16. Mais ces sages conseils, qui d'abord éveillaient chez Octave un sourire d'obéissance sereine, ont fait germer dans son esprit une diabolique pensée. Il l'exécute sans retard.

Il se livre sans fin aux complaisances anciennes qu'il savoure avec passion et, joignant le blasphème à l'impureté, la confession suivante s'ouvre par ce discours :

« Mon père, je m'accuse d'être résolu à tromper la justice de Dieu.

— Mais vous savez, mon pauvre enfant, combien la chose est impossible.

— Mon père, j'entrerai au royaume de Dieu couvert des plus honteux péchés.
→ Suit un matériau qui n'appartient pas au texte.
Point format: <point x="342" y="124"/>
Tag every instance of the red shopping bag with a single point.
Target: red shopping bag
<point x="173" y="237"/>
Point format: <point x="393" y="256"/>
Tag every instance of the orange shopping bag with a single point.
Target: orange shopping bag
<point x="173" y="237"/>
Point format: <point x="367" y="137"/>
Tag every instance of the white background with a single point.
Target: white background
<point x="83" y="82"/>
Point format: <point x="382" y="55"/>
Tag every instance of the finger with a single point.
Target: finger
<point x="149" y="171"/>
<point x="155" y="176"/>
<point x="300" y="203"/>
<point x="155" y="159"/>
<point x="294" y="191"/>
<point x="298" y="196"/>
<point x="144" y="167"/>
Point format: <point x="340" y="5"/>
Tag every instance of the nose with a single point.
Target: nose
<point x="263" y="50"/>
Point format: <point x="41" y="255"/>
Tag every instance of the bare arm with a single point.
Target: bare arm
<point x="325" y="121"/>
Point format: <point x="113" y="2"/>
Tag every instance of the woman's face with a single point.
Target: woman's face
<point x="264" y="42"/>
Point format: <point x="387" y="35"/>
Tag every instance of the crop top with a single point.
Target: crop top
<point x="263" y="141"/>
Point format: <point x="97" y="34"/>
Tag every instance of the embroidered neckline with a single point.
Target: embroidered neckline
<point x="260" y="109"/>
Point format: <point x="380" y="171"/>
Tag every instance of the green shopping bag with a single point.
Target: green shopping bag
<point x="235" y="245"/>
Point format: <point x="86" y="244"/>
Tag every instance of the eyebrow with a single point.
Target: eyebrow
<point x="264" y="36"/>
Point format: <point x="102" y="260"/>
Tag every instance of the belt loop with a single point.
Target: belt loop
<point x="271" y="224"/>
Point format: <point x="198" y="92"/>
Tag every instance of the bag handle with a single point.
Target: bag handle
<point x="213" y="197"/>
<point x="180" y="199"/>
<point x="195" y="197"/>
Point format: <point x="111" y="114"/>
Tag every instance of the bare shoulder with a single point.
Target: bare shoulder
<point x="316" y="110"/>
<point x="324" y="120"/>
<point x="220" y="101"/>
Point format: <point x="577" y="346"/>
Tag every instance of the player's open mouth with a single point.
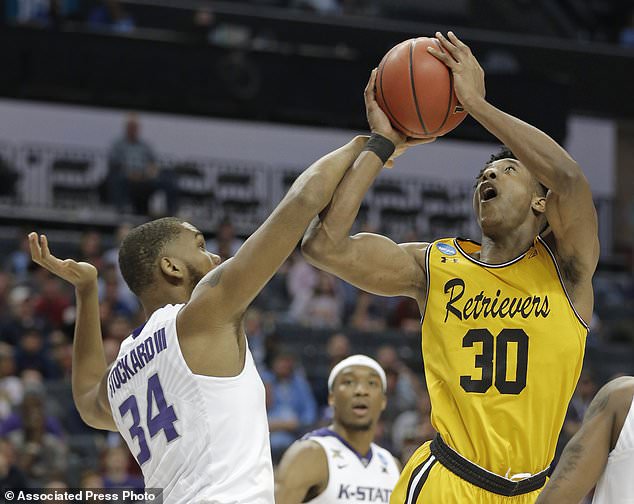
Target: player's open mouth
<point x="487" y="192"/>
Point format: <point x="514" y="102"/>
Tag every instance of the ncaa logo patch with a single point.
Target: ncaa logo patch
<point x="446" y="249"/>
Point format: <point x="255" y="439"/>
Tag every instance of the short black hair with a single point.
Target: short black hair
<point x="141" y="248"/>
<point x="505" y="153"/>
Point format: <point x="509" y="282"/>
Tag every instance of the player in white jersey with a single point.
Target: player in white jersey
<point x="601" y="453"/>
<point x="340" y="464"/>
<point x="183" y="391"/>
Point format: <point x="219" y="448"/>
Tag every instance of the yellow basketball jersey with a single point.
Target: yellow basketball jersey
<point x="503" y="349"/>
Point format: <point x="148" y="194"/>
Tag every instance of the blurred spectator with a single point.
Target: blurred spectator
<point x="291" y="406"/>
<point x="111" y="260"/>
<point x="118" y="329"/>
<point x="52" y="302"/>
<point x="322" y="308"/>
<point x="116" y="474"/>
<point x="8" y="179"/>
<point x="337" y="348"/>
<point x="403" y="387"/>
<point x="226" y="243"/>
<point x="11" y="387"/>
<point x="134" y="177"/>
<point x="32" y="354"/>
<point x="11" y="476"/>
<point x="585" y="391"/>
<point x="110" y="16"/>
<point x="19" y="260"/>
<point x="369" y="313"/>
<point x="412" y="426"/>
<point x="21" y="316"/>
<point x="40" y="12"/>
<point x="300" y="282"/>
<point x="37" y="438"/>
<point x="111" y="294"/>
<point x="90" y="479"/>
<point x="90" y="249"/>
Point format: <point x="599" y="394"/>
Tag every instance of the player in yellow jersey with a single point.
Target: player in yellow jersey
<point x="504" y="321"/>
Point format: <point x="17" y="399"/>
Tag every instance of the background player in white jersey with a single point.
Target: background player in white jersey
<point x="184" y="392"/>
<point x="341" y="464"/>
<point x="601" y="453"/>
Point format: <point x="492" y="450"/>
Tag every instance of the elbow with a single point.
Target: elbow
<point x="309" y="195"/>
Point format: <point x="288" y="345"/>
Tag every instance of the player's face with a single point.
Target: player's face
<point x="357" y="398"/>
<point x="198" y="260"/>
<point x="503" y="195"/>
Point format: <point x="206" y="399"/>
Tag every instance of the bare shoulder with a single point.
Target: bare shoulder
<point x="306" y="461"/>
<point x="614" y="398"/>
<point x="417" y="250"/>
<point x="306" y="451"/>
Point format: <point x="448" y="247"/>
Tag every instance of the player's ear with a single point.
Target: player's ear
<point x="171" y="268"/>
<point x="538" y="204"/>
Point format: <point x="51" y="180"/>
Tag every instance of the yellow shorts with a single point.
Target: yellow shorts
<point x="425" y="480"/>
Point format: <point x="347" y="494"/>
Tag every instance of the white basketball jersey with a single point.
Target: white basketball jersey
<point x="201" y="439"/>
<point x="354" y="478"/>
<point x="616" y="485"/>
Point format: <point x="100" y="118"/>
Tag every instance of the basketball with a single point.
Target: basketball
<point x="416" y="92"/>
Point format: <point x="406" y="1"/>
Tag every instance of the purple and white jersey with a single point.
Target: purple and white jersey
<point x="201" y="439"/>
<point x="352" y="477"/>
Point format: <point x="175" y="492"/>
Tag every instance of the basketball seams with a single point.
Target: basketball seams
<point x="389" y="112"/>
<point x="417" y="92"/>
<point x="412" y="45"/>
<point x="449" y="102"/>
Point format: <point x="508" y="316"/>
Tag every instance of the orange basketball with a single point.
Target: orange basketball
<point x="415" y="90"/>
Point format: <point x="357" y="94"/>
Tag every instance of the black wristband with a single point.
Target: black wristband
<point x="381" y="146"/>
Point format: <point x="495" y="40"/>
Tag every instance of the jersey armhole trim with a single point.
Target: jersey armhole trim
<point x="218" y="379"/>
<point x="427" y="282"/>
<point x="561" y="281"/>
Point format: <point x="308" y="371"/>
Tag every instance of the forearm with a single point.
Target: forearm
<point x="89" y="361"/>
<point x="544" y="157"/>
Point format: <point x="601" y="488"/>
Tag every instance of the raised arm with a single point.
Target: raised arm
<point x="586" y="454"/>
<point x="231" y="287"/>
<point x="302" y="473"/>
<point x="569" y="207"/>
<point x="371" y="262"/>
<point x="89" y="361"/>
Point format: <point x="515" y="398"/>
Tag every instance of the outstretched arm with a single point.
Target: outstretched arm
<point x="369" y="261"/>
<point x="570" y="210"/>
<point x="303" y="472"/>
<point x="586" y="454"/>
<point x="89" y="361"/>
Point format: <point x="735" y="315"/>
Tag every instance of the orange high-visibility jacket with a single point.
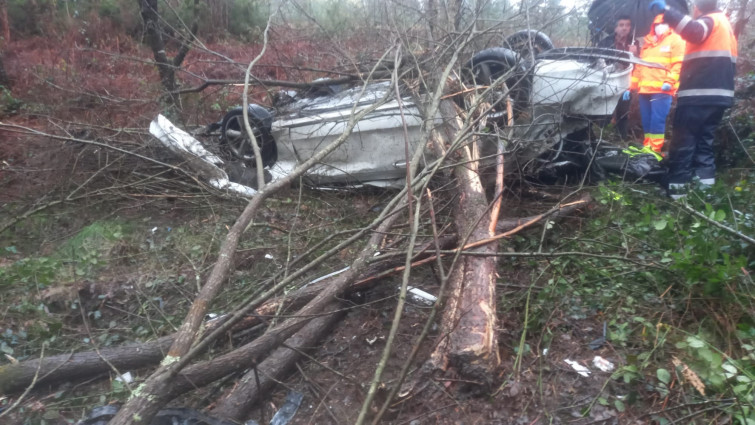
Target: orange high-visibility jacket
<point x="709" y="67"/>
<point x="667" y="50"/>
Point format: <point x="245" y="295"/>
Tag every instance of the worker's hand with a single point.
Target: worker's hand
<point x="657" y="6"/>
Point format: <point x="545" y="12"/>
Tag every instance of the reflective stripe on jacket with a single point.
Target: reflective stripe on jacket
<point x="707" y="76"/>
<point x="667" y="50"/>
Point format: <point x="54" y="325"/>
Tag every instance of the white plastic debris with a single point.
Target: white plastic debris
<point x="578" y="368"/>
<point x="602" y="364"/>
<point x="421" y="297"/>
<point x="198" y="159"/>
<point x="126" y="378"/>
<point x="337" y="272"/>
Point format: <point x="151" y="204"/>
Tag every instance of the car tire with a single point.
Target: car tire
<point x="528" y="44"/>
<point x="233" y="135"/>
<point x="491" y="64"/>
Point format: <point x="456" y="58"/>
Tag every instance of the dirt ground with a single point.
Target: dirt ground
<point x="538" y="387"/>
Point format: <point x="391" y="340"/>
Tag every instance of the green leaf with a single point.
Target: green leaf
<point x="663" y="376"/>
<point x="695" y="342"/>
<point x="730" y="369"/>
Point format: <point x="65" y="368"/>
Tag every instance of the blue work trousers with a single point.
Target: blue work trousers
<point x="691" y="148"/>
<point x="654" y="110"/>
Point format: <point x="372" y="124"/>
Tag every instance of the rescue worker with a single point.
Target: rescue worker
<point x="657" y="86"/>
<point x="623" y="39"/>
<point x="706" y="89"/>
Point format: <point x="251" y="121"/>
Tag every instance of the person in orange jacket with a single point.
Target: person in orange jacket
<point x="657" y="87"/>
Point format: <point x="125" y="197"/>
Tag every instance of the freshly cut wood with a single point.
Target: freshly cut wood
<point x="246" y="393"/>
<point x="468" y="342"/>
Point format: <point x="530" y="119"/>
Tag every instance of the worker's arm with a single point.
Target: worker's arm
<point x="692" y="30"/>
<point x="677" y="56"/>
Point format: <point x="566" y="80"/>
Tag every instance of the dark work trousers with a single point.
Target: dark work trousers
<point x="622" y="118"/>
<point x="691" y="147"/>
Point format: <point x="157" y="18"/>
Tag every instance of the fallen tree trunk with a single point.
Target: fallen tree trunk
<point x="80" y="366"/>
<point x="88" y="364"/>
<point x="246" y="394"/>
<point x="468" y="341"/>
<point x="85" y="365"/>
<point x="251" y="354"/>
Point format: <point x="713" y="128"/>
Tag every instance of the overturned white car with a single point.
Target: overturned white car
<point x="557" y="93"/>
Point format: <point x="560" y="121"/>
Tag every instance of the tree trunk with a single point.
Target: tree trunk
<point x="81" y="366"/>
<point x="4" y="23"/>
<point x="468" y="341"/>
<point x="4" y="80"/>
<point x="238" y="404"/>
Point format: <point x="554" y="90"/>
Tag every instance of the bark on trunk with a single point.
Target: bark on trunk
<point x="238" y="404"/>
<point x="81" y="366"/>
<point x="468" y="340"/>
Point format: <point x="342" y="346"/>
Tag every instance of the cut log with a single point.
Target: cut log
<point x="468" y="341"/>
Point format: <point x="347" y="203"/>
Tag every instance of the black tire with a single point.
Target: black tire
<point x="528" y="44"/>
<point x="234" y="137"/>
<point x="491" y="64"/>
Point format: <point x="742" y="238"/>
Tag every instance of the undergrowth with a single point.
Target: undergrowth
<point x="674" y="290"/>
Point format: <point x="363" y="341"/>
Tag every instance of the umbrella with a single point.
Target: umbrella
<point x="603" y="15"/>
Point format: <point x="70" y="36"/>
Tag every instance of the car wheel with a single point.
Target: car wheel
<point x="491" y="64"/>
<point x="233" y="135"/>
<point x="528" y="44"/>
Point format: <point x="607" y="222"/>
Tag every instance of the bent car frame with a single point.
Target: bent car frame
<point x="557" y="93"/>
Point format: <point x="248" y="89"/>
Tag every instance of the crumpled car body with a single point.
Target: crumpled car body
<point x="566" y="92"/>
<point x="562" y="91"/>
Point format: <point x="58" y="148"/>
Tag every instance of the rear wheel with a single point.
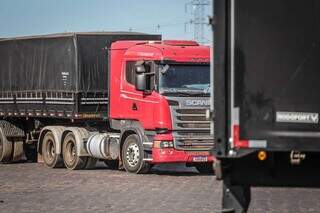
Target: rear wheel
<point x="70" y="156"/>
<point x="205" y="168"/>
<point x="50" y="157"/>
<point x="133" y="154"/>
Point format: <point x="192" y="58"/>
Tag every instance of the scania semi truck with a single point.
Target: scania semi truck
<point x="129" y="99"/>
<point x="266" y="97"/>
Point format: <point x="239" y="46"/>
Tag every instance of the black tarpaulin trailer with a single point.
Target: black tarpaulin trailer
<point x="58" y="75"/>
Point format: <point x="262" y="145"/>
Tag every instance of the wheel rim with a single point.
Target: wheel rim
<point x="50" y="151"/>
<point x="71" y="155"/>
<point x="133" y="155"/>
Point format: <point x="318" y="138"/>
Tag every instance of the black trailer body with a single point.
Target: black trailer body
<point x="59" y="75"/>
<point x="266" y="94"/>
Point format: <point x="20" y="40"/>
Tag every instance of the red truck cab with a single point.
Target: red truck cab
<point x="160" y="90"/>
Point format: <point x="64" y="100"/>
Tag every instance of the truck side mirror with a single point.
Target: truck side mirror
<point x="140" y="77"/>
<point x="141" y="82"/>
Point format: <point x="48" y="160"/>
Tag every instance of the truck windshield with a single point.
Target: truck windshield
<point x="187" y="79"/>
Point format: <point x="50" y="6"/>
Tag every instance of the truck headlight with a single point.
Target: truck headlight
<point x="163" y="144"/>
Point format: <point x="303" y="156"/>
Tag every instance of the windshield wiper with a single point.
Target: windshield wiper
<point x="185" y="93"/>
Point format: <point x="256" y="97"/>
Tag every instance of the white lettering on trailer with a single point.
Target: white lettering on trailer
<point x="297" y="117"/>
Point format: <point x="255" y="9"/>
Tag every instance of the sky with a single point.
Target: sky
<point x="37" y="17"/>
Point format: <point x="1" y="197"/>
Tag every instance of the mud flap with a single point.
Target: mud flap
<point x="18" y="152"/>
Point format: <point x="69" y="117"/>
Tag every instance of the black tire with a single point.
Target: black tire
<point x="205" y="168"/>
<point x="48" y="150"/>
<point x="71" y="159"/>
<point x="6" y="149"/>
<point x="133" y="154"/>
<point x="112" y="164"/>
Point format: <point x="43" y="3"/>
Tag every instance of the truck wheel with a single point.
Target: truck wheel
<point x="6" y="149"/>
<point x="132" y="156"/>
<point x="112" y="164"/>
<point x="50" y="157"/>
<point x="30" y="152"/>
<point x="70" y="157"/>
<point x="205" y="168"/>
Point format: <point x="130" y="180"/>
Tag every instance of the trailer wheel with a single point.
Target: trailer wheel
<point x="205" y="168"/>
<point x="112" y="164"/>
<point x="50" y="157"/>
<point x="6" y="149"/>
<point x="133" y="154"/>
<point x="71" y="159"/>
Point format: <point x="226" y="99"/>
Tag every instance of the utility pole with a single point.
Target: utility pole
<point x="198" y="9"/>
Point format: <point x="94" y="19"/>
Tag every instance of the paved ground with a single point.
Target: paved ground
<point x="33" y="188"/>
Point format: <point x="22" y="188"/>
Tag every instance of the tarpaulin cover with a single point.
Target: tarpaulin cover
<point x="57" y="75"/>
<point x="62" y="62"/>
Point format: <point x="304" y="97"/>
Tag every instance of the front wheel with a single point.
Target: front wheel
<point x="133" y="154"/>
<point x="48" y="151"/>
<point x="71" y="159"/>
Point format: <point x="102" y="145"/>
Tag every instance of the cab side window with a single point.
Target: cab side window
<point x="130" y="72"/>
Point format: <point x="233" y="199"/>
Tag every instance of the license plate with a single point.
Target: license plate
<point x="200" y="159"/>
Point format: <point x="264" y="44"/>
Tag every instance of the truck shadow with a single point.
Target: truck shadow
<point x="164" y="170"/>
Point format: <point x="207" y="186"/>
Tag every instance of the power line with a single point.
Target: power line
<point x="199" y="18"/>
<point x="157" y="27"/>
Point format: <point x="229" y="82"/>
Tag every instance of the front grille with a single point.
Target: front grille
<point x="191" y="130"/>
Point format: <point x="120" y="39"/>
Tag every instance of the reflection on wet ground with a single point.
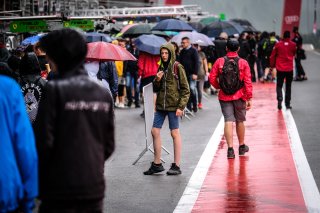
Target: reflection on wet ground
<point x="265" y="180"/>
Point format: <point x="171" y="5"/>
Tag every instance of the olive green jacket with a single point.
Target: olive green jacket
<point x="169" y="97"/>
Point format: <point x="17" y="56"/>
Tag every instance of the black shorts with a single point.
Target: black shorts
<point x="233" y="110"/>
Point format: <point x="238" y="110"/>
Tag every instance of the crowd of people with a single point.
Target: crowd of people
<point x="59" y="89"/>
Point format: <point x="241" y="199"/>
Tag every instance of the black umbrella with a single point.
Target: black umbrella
<point x="241" y="21"/>
<point x="249" y="28"/>
<point x="142" y="29"/>
<point x="198" y="26"/>
<point x="172" y="25"/>
<point x="214" y="29"/>
<point x="137" y="30"/>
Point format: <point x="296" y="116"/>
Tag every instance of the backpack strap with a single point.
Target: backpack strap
<point x="176" y="73"/>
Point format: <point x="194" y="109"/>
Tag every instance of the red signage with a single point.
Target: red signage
<point x="172" y="2"/>
<point x="291" y="15"/>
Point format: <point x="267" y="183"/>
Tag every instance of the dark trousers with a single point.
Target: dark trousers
<point x="73" y="206"/>
<point x="280" y="79"/>
<point x="299" y="68"/>
<point x="251" y="61"/>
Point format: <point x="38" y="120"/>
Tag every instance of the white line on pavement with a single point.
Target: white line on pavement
<point x="193" y="188"/>
<point x="307" y="183"/>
— Et comment, mon enfant ? »

Octave n'a pas répondu. Mais avec un sourire puisé au profond de l'enfer, il a tiré de sa poitrine le noir insigne du Carmel.

17. Puis, comme le bon Père continue de rester muet :

« Dieu ne m'atteindra pas au travers de ce vêtement… »

L'indignation du prêtre, à ce clair aveu, se fait jour en paroles entrecoupées :

« Malheureux idolâtre ! Effronté sacrilège ! Eh quoi ! êtes-vous donc à croire que ce lambeau d'étoffe liera la puissance de Dieu ou vous en fera maître ? Au nom du ciel, ne jouez pas de si dangereuses folies. Vous ne pouvez pas croire que la très sainte Vierge aille conspirer avec vous contre les décrets de son fils. Tout ce qu'elle peut faire, c'est de vous obtenir la grâce d'une sainte mort. Libre à vous de la rejeter, de durer dans l'impénitence. »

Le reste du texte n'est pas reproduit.